Bug in regular-expression replacement

lrichardlewis · Post by **lrichardlewis** » Mon Jun 23, 2014 8:21 pm

I just discovered a bug. The window contains just the two bytes "CD". The regular expression is the four-byte string "A*B*". The replacement expression is the two-byte string "yz". When I activate Replace All, TP goes bananas. It tries to insert an infinite number of "yz" before the "C"; i.e., at the beginning of the window. It does this regardless of the position of the cursor.

I use version 6.1.3 of TextPad.

ben_josephs · Post by **ben_josephs** » Mon Jun 23, 2014 9:55 pm

TextPad is doing what you asked it to do.

The regex "A*" matches any number of "A"s, including none of them. That is, it matches the empty string. "A*B*" also matches the empty string. And a regex that matches the empty string matches everywhere.

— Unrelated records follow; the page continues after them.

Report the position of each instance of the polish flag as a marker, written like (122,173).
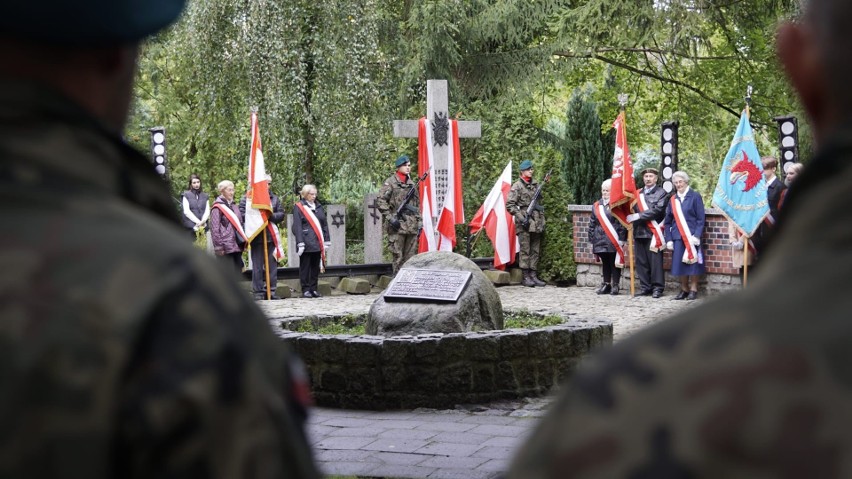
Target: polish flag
(452,213)
(258,202)
(498,223)
(427,186)
(622,194)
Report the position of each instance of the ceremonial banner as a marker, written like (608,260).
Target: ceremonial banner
(622,194)
(741,190)
(427,187)
(452,212)
(258,202)
(498,223)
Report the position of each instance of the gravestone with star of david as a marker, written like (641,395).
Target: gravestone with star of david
(437,114)
(373,230)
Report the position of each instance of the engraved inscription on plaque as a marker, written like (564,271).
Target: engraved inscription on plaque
(427,285)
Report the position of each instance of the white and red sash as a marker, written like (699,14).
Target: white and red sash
(314,222)
(233,219)
(657,244)
(600,214)
(690,252)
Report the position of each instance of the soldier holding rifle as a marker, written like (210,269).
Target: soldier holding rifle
(524,204)
(400,206)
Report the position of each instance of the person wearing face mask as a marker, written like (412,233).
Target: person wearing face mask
(310,229)
(226,227)
(684,226)
(649,240)
(529,229)
(195,205)
(608,242)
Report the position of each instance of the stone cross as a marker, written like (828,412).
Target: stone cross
(437,113)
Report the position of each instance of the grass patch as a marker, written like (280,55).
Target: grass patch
(353,324)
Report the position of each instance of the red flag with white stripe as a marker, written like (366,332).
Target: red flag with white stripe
(452,213)
(498,223)
(258,201)
(622,195)
(427,187)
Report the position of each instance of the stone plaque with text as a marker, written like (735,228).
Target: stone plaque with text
(427,285)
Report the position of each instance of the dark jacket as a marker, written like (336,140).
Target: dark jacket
(693,213)
(597,236)
(277,213)
(656,201)
(304,232)
(222,232)
(198,203)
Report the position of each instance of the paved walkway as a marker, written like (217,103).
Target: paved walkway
(471,441)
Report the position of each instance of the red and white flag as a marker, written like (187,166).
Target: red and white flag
(427,186)
(258,202)
(452,213)
(498,223)
(622,194)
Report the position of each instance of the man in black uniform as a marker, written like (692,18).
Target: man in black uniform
(647,248)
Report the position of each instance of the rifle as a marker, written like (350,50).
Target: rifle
(534,203)
(403,207)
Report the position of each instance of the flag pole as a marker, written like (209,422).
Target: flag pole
(266,263)
(745,243)
(622,101)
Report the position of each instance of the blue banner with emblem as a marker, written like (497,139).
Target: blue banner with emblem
(741,190)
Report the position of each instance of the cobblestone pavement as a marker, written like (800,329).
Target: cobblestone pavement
(470,441)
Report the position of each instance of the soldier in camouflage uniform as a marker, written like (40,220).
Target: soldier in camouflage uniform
(124,350)
(755,384)
(530,230)
(402,230)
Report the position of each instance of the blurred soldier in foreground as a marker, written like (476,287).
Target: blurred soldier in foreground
(752,384)
(124,350)
(401,225)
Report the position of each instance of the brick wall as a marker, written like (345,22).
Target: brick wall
(721,273)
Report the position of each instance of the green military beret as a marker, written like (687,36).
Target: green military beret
(402,160)
(87,22)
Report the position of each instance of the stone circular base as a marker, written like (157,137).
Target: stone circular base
(441,370)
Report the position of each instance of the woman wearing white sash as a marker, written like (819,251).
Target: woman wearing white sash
(310,229)
(684,225)
(607,236)
(228,243)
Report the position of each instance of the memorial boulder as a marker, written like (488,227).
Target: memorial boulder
(436,292)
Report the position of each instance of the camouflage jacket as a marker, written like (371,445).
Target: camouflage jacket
(124,350)
(520,197)
(391,195)
(755,384)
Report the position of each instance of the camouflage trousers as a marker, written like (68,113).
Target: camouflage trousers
(402,248)
(530,250)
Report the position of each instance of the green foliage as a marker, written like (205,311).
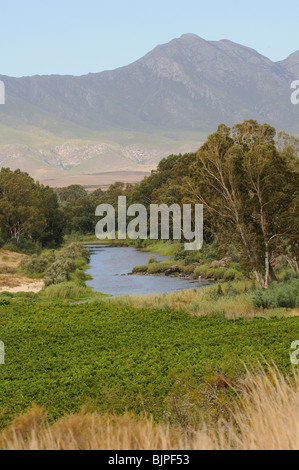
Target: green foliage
(59,271)
(232,275)
(140,269)
(37,264)
(284,295)
(116,359)
(65,290)
(68,260)
(29,212)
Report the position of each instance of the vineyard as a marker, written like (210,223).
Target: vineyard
(113,359)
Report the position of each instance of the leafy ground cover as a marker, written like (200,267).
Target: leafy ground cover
(114,359)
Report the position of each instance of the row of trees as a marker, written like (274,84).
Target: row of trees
(246,178)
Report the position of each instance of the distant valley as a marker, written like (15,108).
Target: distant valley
(65,128)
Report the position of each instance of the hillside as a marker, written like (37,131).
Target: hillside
(128,119)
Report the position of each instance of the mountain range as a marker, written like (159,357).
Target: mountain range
(65,127)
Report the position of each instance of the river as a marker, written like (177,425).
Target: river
(110,268)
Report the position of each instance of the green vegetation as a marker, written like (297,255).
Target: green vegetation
(114,359)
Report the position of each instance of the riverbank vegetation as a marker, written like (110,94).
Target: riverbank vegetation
(270,403)
(171,368)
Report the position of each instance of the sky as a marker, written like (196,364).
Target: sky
(80,36)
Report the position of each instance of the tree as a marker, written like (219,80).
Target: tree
(21,211)
(245,186)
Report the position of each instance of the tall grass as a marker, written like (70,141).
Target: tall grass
(230,299)
(266,419)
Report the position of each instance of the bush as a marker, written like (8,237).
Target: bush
(140,269)
(201,271)
(189,269)
(24,245)
(232,275)
(59,271)
(65,290)
(74,251)
(37,264)
(283,295)
(157,268)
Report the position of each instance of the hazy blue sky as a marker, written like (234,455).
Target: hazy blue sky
(81,36)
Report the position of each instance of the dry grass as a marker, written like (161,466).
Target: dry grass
(10,279)
(10,259)
(266,419)
(198,301)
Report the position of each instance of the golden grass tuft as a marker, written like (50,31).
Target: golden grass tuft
(267,418)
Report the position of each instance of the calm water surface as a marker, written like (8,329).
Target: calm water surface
(110,266)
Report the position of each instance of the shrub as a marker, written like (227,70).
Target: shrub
(59,271)
(37,264)
(140,269)
(201,271)
(189,269)
(156,268)
(74,251)
(232,275)
(283,295)
(65,290)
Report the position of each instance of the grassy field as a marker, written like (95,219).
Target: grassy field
(266,419)
(112,359)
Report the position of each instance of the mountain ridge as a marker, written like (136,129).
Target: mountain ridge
(166,101)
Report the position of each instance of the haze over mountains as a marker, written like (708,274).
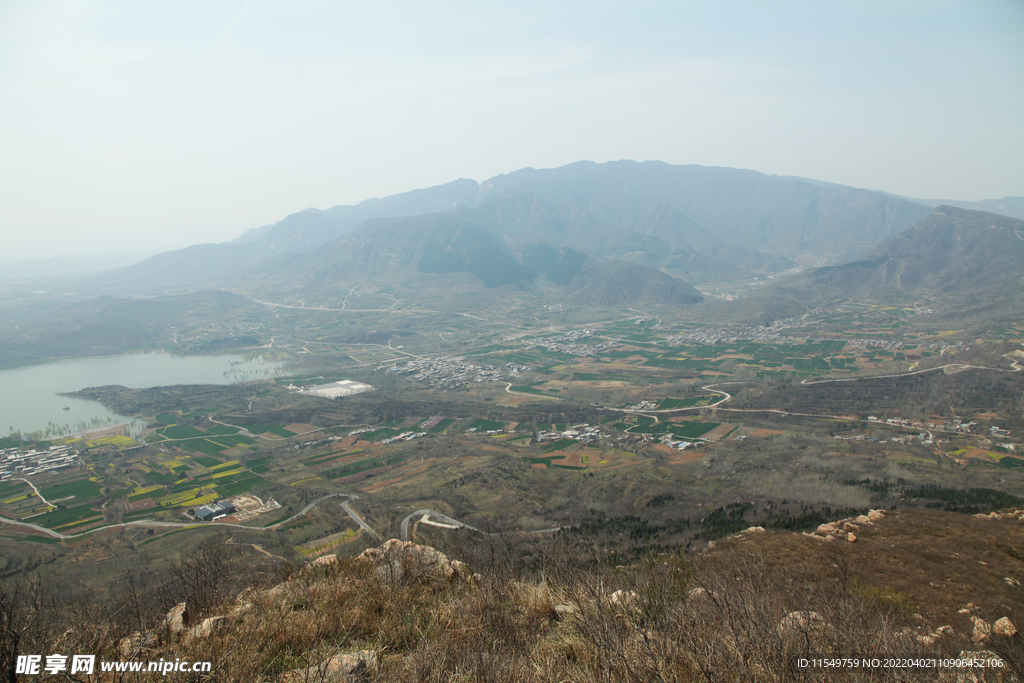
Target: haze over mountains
(576,230)
(969,259)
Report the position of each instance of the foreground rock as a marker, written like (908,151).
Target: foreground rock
(341,667)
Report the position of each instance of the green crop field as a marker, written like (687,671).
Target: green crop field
(672,403)
(177,431)
(82,489)
(60,517)
(273,429)
(560,444)
(205,462)
(485,425)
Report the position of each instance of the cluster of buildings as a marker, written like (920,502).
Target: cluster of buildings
(955,425)
(566,343)
(670,440)
(642,406)
(336,389)
(759,333)
(404,436)
(14,463)
(215,511)
(582,432)
(448,373)
(875,343)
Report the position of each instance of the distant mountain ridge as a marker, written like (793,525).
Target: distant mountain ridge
(702,224)
(970,258)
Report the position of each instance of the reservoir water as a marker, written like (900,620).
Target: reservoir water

Starting at the beginning of the document, TextPad searches for the first match of the regex "A*B*". It finds a match, namely the empty string, right where it is, immediately in front of the text "CD", and replaces what is matched, the empty string, with the replacement "yz". Now, starting immediately after the inserted string, TextPad searches for the first match of the regex "A*B*". It finds a match, namely the empty string, right where it is, immediately in front of the text "CD", and replaces what is matched, the empty string, with the replacement "yz". And so on ad infinitum.

In TextPad 6 if you repeatedly Replace Next you will see the behaviour that perhaps you expected. Thus the behaviour of Replace Next is inconsistent with the behaviour of Replace All.

In TextPad 7 if you repeatedly Replace Next you will see the behaviour you have described unfold step by step. Thus the behaviour of Replace Next is consistent with the behaviour of Replace All.

Note: some editors do not behave as TextPad does: they treat replacement of the empty string as a special case and move forward one character after each such replacment. Whether you think this is a good thing depends on your point of view. On the one hand it is possible that it is doing what the user intended. On the other hand it is possible that it is not doing what the user intended, and it is certain that it is not doing what the user requested, and it is not consistent with the behaviour of replacements of non-empty strings.

Moral: don't use * unless you really mean it.

What are you trying to do?

lrichardlewis · Post by **lrichardlewis** » Mon Jun 23, 2014 11:02 pm

I was testing the logic to see whether it would fail. This is part of a current project to develop a regular-expression processor for a program written in a language that lacks one. At present, I have almost everything except alternation and replacement.

I understand that "A*" matches the null string, including the null string at the beginning off the text. I called that behavior a bug because I thought the text cursor would advance after the replacement. But, even if it did advance, the result would be unpleasant. I think it would match (and replace) each null string between text characters.

I appreciate your explanation and believe I was mistaken in calling the behavior a bug.

ben_josephs · Post by **ben_josephs** » Tue Jun 24, 2014 7:43 am

What you're doing has been done many times before, of course, as a feature of many languages and as stand-alone libraries. (I'm sure you're aware of the list at http://en.wikipedia.org/wiki/Comparison ... on_engines.)

So I suppose you're doing it for fun. But making it efficient is hard.

lrichardlewis · Post by **lrichardlewis** » Wed Jun 25, 2014 2:13 am

Thanks for the link. It has a lot of info and interesting comparisons. But none are in the language of the program (a non-linear optimization suite) I am currently working on. That program is a conversion of an earlier program from a language that provides RX's to a language that doesn't. Unfortunately, the target language (Fortran) is apparently not listed in the link. I am so far along now that I want to continue on my current path, which means that I would use only ideas or source code extracts from any existing implementation.

I am having fun, but also combining the fun with developing something that will get a lot of use.

Regarding efficiency, I believe the rewriting I have in mind to add alternation and replacement should greatly improve RX timing.